Bowling Green is in need of a dedicated community pool, and we believe a partnership between the city government and the Bowling Green Independent School District to that end would make a real splash.

With the age of the current natatorium at Bowling Green High School approaching 50 years, and the state unwilling to grant funding to replace it because it considers the pool an athletic facility, it’s unrealistic to expect a small school district to shoulder the cost on its own.

The state’s argument doesn’t hold water because the high school’s pool is already effectively a community swimming facility.

Bowling Green Independent School District Superintendent Gary Fields recently pointed out in an interview with the Daily News that the pool is being used by senior citizens, the Boy Scouts and even emergency responders – not just the school’s swim team.

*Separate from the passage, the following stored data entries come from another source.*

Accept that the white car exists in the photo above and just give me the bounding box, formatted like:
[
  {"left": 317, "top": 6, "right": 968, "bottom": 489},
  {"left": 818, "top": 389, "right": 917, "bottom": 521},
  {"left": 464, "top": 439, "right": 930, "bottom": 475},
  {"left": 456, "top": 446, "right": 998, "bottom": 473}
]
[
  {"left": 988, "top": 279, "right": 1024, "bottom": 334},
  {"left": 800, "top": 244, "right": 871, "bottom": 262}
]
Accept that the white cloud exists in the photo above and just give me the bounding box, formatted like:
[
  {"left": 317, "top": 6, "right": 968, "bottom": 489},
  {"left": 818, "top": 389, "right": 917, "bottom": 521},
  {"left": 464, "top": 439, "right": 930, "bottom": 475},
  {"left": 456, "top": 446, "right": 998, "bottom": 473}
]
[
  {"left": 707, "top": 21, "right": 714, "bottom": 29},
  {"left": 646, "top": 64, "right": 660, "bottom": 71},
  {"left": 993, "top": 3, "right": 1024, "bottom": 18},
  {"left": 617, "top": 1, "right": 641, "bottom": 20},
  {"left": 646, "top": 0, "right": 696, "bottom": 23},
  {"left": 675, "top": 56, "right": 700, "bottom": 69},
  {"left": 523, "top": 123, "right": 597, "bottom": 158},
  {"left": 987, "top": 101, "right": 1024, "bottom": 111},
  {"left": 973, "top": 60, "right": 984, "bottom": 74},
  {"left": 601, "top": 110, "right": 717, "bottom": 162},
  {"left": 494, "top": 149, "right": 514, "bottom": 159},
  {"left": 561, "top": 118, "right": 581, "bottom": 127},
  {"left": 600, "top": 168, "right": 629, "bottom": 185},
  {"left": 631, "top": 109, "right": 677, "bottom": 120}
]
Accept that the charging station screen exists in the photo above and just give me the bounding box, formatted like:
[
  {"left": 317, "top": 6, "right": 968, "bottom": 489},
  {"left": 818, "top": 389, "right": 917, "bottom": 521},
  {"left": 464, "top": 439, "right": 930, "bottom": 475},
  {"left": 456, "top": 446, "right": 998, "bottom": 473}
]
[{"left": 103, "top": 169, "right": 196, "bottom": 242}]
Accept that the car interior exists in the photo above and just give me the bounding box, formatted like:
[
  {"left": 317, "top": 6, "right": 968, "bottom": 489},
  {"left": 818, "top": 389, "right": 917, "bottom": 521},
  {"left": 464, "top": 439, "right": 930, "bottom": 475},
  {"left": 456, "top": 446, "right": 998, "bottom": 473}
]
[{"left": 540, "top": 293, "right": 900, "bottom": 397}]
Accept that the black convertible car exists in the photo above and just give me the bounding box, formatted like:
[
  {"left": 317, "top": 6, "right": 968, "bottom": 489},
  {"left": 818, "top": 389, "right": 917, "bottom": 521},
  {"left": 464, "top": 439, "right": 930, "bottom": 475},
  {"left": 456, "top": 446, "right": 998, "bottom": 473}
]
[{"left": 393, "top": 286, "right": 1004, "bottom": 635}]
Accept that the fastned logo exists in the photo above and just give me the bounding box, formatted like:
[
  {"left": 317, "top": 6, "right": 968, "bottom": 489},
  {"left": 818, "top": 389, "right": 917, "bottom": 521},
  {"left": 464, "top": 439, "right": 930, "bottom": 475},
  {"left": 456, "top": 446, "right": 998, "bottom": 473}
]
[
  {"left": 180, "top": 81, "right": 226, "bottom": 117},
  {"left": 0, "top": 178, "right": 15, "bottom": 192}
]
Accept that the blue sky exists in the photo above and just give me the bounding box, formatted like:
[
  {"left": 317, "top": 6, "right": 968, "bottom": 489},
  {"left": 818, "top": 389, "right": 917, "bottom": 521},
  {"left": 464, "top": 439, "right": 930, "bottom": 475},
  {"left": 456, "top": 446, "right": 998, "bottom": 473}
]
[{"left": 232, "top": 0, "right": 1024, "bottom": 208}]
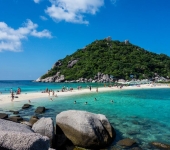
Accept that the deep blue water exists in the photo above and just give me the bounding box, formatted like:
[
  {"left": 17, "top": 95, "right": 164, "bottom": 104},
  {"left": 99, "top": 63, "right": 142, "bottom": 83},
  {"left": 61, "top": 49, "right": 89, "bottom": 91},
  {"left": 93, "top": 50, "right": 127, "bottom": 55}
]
[{"left": 0, "top": 80, "right": 170, "bottom": 149}]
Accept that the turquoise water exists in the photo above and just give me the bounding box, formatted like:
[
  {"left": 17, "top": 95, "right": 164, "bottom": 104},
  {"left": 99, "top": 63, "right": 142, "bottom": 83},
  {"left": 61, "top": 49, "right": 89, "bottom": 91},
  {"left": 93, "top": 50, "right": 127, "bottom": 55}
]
[
  {"left": 0, "top": 80, "right": 105, "bottom": 94},
  {"left": 0, "top": 81, "right": 170, "bottom": 149}
]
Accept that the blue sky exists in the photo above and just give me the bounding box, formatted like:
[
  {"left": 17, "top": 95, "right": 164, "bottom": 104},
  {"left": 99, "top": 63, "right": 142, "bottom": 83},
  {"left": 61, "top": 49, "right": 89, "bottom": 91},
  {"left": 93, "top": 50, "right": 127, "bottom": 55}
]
[{"left": 0, "top": 0, "right": 170, "bottom": 80}]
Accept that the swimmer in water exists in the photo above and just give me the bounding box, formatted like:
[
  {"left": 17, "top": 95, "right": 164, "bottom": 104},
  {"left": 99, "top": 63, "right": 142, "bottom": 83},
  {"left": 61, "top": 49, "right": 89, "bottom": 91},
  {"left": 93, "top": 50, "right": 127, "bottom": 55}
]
[
  {"left": 50, "top": 98, "right": 53, "bottom": 101},
  {"left": 111, "top": 100, "right": 114, "bottom": 103},
  {"left": 94, "top": 98, "right": 97, "bottom": 101},
  {"left": 74, "top": 101, "right": 76, "bottom": 104},
  {"left": 85, "top": 102, "right": 88, "bottom": 105}
]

“There’s numerous organizations that use our pool and, nine times out of 10, at no cost,” he said.

As part of the high school’s broader renovation plans, the district wants to demolish the natatorium and build a new one elsewhere on campus.

But asking the district to dip into its general fund to make that happen could prolong the length of time that the swimming facility is unavailable.

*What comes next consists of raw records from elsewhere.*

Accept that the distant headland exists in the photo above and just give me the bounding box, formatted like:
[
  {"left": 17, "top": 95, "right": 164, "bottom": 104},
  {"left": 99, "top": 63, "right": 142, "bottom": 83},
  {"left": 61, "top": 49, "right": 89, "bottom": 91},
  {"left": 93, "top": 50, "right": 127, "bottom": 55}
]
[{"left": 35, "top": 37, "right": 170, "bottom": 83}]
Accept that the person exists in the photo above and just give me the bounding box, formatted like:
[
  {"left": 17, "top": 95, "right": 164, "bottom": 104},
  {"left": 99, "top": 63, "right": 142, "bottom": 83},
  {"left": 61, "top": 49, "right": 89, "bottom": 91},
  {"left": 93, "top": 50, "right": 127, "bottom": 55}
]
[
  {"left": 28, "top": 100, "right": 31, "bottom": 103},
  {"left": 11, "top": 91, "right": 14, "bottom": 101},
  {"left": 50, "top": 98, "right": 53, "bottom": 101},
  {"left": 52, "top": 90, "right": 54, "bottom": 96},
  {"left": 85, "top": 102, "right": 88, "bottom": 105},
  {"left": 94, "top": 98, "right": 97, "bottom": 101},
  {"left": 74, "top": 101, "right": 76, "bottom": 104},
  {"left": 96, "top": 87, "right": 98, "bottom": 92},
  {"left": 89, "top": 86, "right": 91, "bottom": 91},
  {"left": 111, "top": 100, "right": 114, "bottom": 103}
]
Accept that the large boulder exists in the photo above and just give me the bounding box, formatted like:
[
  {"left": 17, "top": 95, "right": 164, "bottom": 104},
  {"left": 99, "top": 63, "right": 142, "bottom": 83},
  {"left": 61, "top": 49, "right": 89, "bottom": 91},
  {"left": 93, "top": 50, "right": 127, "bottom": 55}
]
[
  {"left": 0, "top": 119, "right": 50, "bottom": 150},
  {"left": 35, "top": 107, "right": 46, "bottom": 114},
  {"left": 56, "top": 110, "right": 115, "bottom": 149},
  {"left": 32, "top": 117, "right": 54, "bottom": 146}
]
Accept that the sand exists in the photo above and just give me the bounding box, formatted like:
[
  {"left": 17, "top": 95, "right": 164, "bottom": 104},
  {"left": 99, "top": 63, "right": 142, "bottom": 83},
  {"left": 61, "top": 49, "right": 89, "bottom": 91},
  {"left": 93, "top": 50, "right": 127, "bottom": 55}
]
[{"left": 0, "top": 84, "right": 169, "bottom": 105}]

Most organizations would probably be able to find a solution. However, for vulnerable populations, like elderly people who depend on the pool for exercise, the loss could be more damaging.

This is why we applaud the Bowling Green City Commission voicing consensus at its annual retreat last month to at least explore the possibility of working with the city school district on this.

The community as a whole can benefit from a more complete offering of athletic facilities. If we all chip in, we can all share the rewards.